Lascaux (Raven and a Truck)

I am ill at ease
with the cave paintings at Lascaux.
Those well-muscled bison
Like handmade thunder
and horses
Whose tumbling red ochre bodies breathe the cold rock
Rippling into warm-blooded life
A chaos of living motion
with which
men and women relegated to prehistory
(some sinister shadow self known only in dispassionate geologic terms)
Meditated upon their separation from the animal world
An echo of instinct and deep knowing
of absolute belonging to the garden
The natural world
Which we are told we lost forever with the inexplicable
And imponderable adoption (evolution?) of consciousness.

Now we are left to think:
What sublime trauma!
To have separated our feeble and tepid lifetimes
from the earth’s own ragged heartbeat
Its ligaments of earth and water
Its proud spine of Precambrian stone
And the silent, cataclysmic power of the animals
Which we will forever sing about, write about, dream about.
I remember the airplane taking off
From our prairie terminus,
And watching a hawk boldly spring into the summer sky
Buoyant,
Jubilant,
without a sound,
Just before the jet engine roared its mechanical fanfare
And I lamented that I could only experience flight
From inside this cold metal box
A porcelain eggshell
This crude caricature of the hawk’s anonymous art.
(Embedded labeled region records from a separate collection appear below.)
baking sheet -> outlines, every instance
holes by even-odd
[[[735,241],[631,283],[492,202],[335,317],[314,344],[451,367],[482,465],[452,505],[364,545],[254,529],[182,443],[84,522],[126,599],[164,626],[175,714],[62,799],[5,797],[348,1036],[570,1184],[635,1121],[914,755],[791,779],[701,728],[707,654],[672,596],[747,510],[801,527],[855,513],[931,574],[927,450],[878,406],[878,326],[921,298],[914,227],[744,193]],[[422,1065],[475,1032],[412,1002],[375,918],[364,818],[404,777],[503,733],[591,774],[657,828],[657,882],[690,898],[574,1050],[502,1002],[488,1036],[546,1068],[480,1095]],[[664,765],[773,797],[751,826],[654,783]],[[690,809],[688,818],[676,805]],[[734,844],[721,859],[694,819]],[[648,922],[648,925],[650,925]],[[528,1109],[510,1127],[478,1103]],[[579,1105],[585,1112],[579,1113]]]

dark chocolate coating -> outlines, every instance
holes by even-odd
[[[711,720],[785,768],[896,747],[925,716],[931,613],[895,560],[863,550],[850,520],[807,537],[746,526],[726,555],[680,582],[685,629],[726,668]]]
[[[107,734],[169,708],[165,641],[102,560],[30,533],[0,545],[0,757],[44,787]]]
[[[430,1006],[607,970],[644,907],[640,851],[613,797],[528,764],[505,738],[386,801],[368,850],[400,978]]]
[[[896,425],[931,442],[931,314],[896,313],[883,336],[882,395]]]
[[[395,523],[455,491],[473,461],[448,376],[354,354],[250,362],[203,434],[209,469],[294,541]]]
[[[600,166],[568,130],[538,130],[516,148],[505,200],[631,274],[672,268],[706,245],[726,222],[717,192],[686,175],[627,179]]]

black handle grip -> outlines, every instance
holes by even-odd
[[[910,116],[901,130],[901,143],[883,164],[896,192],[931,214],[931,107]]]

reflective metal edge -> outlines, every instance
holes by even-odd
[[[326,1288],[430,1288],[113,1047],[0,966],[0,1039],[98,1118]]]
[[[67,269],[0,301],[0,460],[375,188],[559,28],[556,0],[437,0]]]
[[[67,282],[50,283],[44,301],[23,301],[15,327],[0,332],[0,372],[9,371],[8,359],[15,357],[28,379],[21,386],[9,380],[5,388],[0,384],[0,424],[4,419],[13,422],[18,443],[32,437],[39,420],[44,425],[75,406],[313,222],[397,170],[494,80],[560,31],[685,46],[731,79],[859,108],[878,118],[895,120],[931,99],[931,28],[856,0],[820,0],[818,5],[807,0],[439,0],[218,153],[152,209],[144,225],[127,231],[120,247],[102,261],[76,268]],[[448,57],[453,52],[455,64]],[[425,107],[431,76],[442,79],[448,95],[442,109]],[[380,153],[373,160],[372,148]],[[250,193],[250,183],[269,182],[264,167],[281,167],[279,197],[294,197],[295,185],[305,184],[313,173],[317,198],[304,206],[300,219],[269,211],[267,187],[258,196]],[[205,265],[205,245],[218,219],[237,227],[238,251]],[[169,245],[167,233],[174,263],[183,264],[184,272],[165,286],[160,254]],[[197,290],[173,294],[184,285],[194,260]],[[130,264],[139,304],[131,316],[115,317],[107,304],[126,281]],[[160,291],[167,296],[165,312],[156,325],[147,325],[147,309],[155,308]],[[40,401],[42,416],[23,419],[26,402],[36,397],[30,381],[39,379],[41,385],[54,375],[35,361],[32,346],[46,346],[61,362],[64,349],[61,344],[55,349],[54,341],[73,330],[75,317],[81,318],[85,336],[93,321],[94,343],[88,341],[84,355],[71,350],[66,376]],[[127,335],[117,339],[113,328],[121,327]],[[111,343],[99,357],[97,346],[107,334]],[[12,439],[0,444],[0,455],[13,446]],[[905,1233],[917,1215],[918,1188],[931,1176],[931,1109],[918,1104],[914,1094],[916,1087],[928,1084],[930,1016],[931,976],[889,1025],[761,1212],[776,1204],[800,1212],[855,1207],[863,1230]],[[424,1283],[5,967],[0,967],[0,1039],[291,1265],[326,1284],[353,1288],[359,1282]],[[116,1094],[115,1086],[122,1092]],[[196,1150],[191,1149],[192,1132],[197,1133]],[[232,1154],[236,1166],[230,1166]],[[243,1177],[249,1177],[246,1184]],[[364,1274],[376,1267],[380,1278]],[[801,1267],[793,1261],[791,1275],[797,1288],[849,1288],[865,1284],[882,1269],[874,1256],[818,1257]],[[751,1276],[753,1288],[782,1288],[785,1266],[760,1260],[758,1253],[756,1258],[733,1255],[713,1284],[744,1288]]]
Our playacting at wilderness games
Was cruelly refuted by the dark
Black-pearl plumage
Undulant and uncompromising
Like the bottom of the ocean,
Of a raven we had first thought uncommonly bold
Then gruesomely injured
By an improvident passing truck
Useless leg dangling mockingly
Mangled wing like a bent coat hanger.
Flightless and without the dignity of tree-top,
This bird waiting quietly for night to fall.
(as if this, for it, was a day like any other)
How light it seemed
its feathered bones so brittle
So black and so blue
A fragile thing more fit for a china shop
Than a burnt-out Kootenay lakeshore.

Later it seemed
no coincidence
that we had earlier (without a thought) laughed aloud at the proposed meeting of Jesus and Nanabush
Or recalled the mythic wonder
of solemn, stoic, and all-at-once laughing Raven
maniacal and defiant, calm and unwitting
prying open the primordial clamshell
only to find wriggling fleshy people
writhing out into the world
owing forever the debt of our existence
to his fatal curiousity


EchoNorth

Lascaux (Raven and a Truck) by

My response to our roadside rescue of a raven that had been hit by a truck beside Olive Lake in Kootenay National Park. (He is currently recovering with the fine folks at the Alberta Institute for Wildlife Conservation.) It was a privilege to interact with a wild animal this way, and it put alot of other ideas from the same day and from my art historical studies from my first B.A. into sharp context. What else could I do but tie it all together in a poem? Everything in here is true, and authentically felt. I really don’t believe in adopting postures to write ‘poetically’ but rather that poetry, like photography, should emerge naturally from our experiences if we are being honest about what we know and feel.